Harnessing schools and school professionals for improving adolescent mental health
This manuscript adds to the growing literature supporting the potential for SPs to help fill gaps in adolescent access to mental health care by offering mental health EBPs, like CBT, in schools. Indeed, all strategies, including the low-intensity REP alone strategy, showed high levels of CBT uptake, with more than 90% of participating SPs (i.e., that completed training) reporting CBT delivery at least once (relative to CBT adoption rates of 35–40% elsewhere ). Combined, SPs delivered more than 20,000 CBT sessions over 43 weeks. Furthermore, as our secondary trend analyses show (Supplementary Appendix C), under all strategies CBT delivery remained consistent or increased across all study phases, including the maintenance phase, which followed discontinuation of Coaching and/or Facilitation.
This study also provides support for the feasibility of organizations like TRAILS offering adaptive implementation strategies in schools. As noted, TRAILS was exclusively responsible for monitoring response status after phase 1 and, as applicable, adapting implementation support in phase 2.
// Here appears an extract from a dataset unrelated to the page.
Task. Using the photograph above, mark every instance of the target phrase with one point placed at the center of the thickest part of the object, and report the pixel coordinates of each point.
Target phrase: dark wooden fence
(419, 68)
Explaining differences across implementation strategies
Although prior research has drawn attention to potential shortcomings of offering intensive implementation support, especially in lower-resourced settings [40, 91], our team was nonetheless surprised to not find support for our hypothesis that, for our primary outcome of average total CBT delivery, the most intensive strategy (REP + Coaching + Facilitation) would outperform the least intensive strategy (REP). Also surprising was that the REP + Facilitation strategy, which adapted phase 2 support based on response to phase 1, differed markedly from the non-adaptive REP + Coaching strategy for three of the four outcomes. Note, however, that these analyses focus on SP-reported CBT delivery; future analyses will examine other outcomes, including CBT fidelity and change in student mental health outcomes. However, these initial findings raise several potential explanations.
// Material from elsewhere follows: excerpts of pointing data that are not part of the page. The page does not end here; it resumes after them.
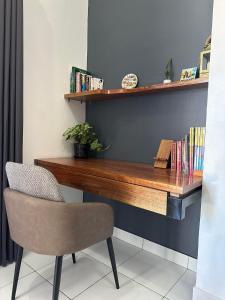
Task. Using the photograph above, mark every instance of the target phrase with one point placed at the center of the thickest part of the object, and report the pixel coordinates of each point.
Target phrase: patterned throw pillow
(34, 181)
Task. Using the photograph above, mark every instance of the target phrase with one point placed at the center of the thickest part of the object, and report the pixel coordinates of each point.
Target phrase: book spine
(191, 150)
(186, 155)
(174, 156)
(83, 82)
(78, 82)
(183, 155)
(72, 83)
(203, 147)
(179, 156)
(195, 148)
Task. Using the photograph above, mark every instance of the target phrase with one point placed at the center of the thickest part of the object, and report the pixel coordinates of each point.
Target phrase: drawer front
(134, 195)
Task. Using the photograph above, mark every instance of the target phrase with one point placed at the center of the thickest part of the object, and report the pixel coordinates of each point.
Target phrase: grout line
(36, 271)
(92, 285)
(20, 277)
(148, 288)
(175, 283)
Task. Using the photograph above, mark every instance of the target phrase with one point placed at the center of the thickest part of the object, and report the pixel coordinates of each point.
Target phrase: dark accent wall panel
(140, 36)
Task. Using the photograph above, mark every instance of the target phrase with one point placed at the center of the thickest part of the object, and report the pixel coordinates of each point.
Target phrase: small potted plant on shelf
(84, 139)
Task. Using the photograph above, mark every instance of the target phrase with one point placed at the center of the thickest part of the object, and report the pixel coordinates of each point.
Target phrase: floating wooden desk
(140, 185)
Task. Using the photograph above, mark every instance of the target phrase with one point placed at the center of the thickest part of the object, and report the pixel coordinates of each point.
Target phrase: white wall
(55, 38)
(211, 260)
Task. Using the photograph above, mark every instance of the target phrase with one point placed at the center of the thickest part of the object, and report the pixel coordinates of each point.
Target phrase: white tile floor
(142, 275)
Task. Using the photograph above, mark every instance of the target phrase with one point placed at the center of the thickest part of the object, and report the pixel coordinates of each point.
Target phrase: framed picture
(189, 74)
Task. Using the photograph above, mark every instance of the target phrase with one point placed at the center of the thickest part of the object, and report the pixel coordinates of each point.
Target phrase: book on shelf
(187, 155)
(82, 80)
While future analyses will examine mechanisms more systematically, we postulate that much of the benefit of REP + Facilitation is due to the fact that Facilitation was provided only to schools identified as slower responders, i.e., in context of a recognized need. The salience of the targeted barriers and/or the perceived appropriateness of Coaching and Facilitation strategies may also have differed. SPs may have had concerns about Coach attendance at student CBT sessions risking student privacy or confidence or may have felt they did not need further CBT skill development. Facilitation, which has proven effective in other implementation trials [36, 40, 92, 93], also provides support that is highly tailored to specific school needs [80, 94, 95] by “bundling” other discrete implementation strategies [80, 94, 96, 97], and generally addresses barriers that were more external and jointly identified with the SP, thus not risking SP concerns regarding student privacy or perceptions of help-seeking. Prior TRAILS’ Coaching studies have not reported such concerns ; however, these studies largely recruited SPs motivated to receive Coaching. In contrast, ASIC recruited a more heterogeneous sample of SPs interested in receiving support for implementing CBT, but not necessarily via Coaching.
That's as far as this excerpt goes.